A new matrix representing the inverse of the original matrix.

public Matrix LUDecompositionByGE( swapCount, pivot)
Uses Gaussian elimination to decompose the matrix into a unique lower diagonal matrix and upper diagonal matrix. Partial pivoting is used to increase the stability of the operation. The results of the row swaps are returned in the pivot array. The number of row swaps is returned in the out parameter swapCount Both the L and U matrices are stored in the single matrix mean. The L matrix is stored in the lower left triangle of the matrix. The U matrix is stored in the upper right triangle of the matrix. The rows must be accessed using the pivot array to correctly access the triangles. This function is used to calculate the determinant of matrices larger than 3x3.

### Parameters:

`swapCount` - An out parameter providing the number of row swaps performed during pivoting.
`pivot` - An out parameter providing the postions into which rows were swapped.

### Returns:

A Matrix containing the lower triangular matrix L where (pivot[row] >= column), and the upper triangular matrix where (pivot[row] < column).

public static Matrix Multiply(Matrix m0, Matrix m1)
Creates the matrix that is the product of two matrices. The inner product of each row of m0 is taken with each column of m1. The number of columns in m0 must equal the number of rows of m1. The resulting matrix has the same number of rows of m0 and the same number of columns of m1.

### Parameters:

`m0` - The left operand.
`m1` - The right operand.

### Returns:

A matrix containing the cross product of the two arguments.

public static Matrix Multiply(Double scalar, Matrix m)
Creates a matrix that contains each element of the original matrix divided by the scalar.

### Parameters:

`scalar` - The double value used to scale the matrix.
`m` - The matrix to scale.

### Returns:

A matrix scaled by the double parameter.

public virtual Matrix Sqrt()
Uses Cholesky decomposition to calcuate the square root of this Matrix. No pivoting is performed during the calculation. The original matrix is not changed.

### Returns:

A new matrix representing the square root of the original matrix.

public static Matrix Subtraction(Matrix m0, Matrix m1)
Creates the a matrix that is the difference of two matrices. The operand matrices must be of the same size.

### Parameters:

`m0` - The left operand.
`m1` - The right operand.

### Returns:

A matrix containing the difference of the two arguments.

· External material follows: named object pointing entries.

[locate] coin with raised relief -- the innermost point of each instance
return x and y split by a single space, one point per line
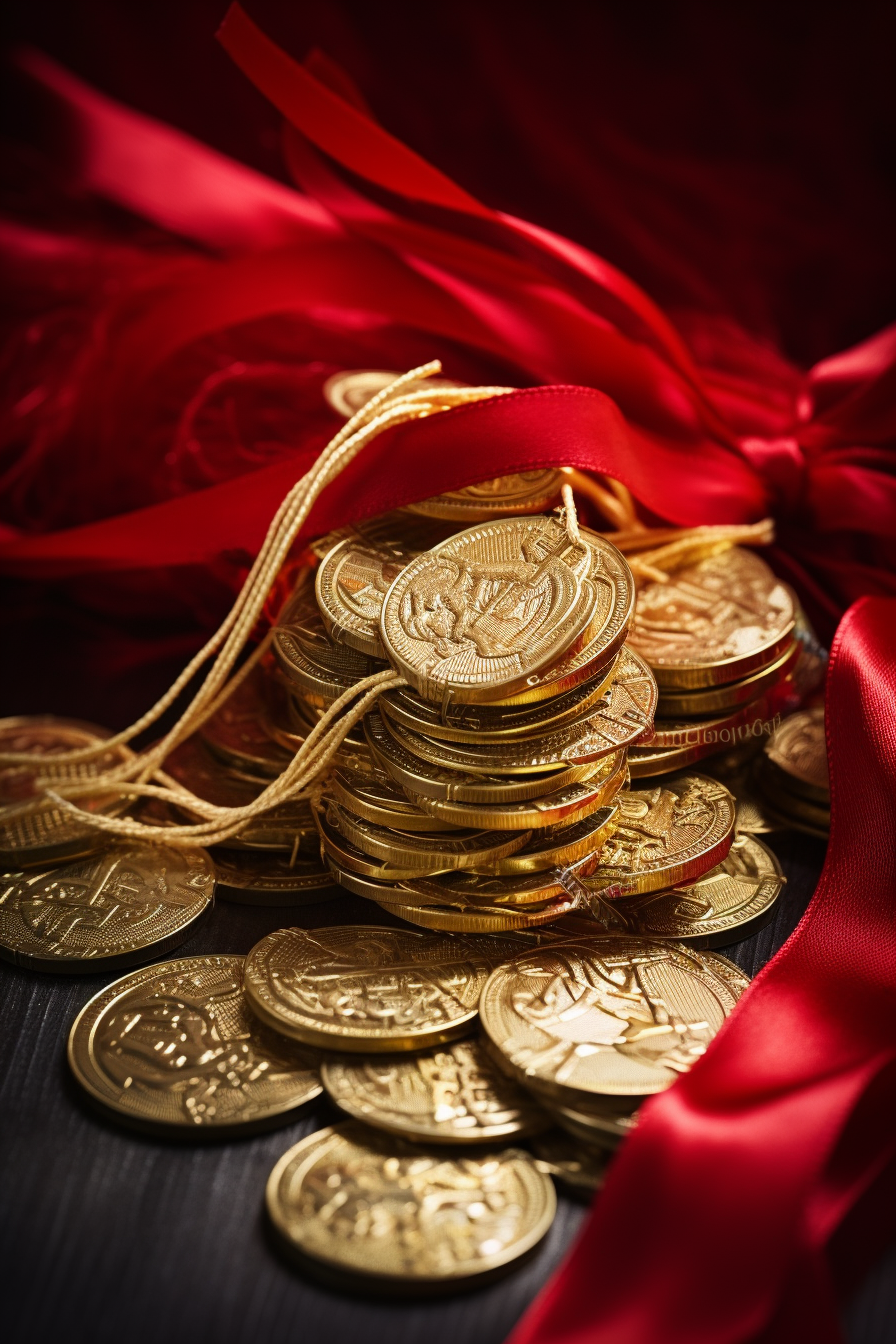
713 622
125 905
665 836
46 833
449 1094
607 1016
352 1200
478 616
368 988
173 1048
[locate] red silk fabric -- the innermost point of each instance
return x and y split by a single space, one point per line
716 1215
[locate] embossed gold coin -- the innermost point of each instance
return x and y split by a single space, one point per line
47 835
360 1202
607 1016
125 905
478 616
450 1094
665 836
368 988
713 622
173 1047
272 879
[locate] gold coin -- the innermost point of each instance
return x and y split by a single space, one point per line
665 836
125 905
607 1016
713 621
478 616
49 835
360 1202
272 879
798 747
422 851
173 1047
379 799
562 807
623 715
728 903
504 496
495 723
289 825
352 579
364 988
558 847
450 1094
715 699
388 743
237 734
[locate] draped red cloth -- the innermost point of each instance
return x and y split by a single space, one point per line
167 395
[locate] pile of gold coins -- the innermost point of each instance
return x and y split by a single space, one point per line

public override String ToString()
Creates a string representation of the matrix.

### Returns:

A string representation of the matrix.

public Matrix Transpose()
EFficiently creates a new matrix that is the transpose of this matrix. This is done by copying the internal array reference of this matrix into a new matrix and flips the row/column based property.

### Returns:

A new matrix that is a transpose of the original matrix.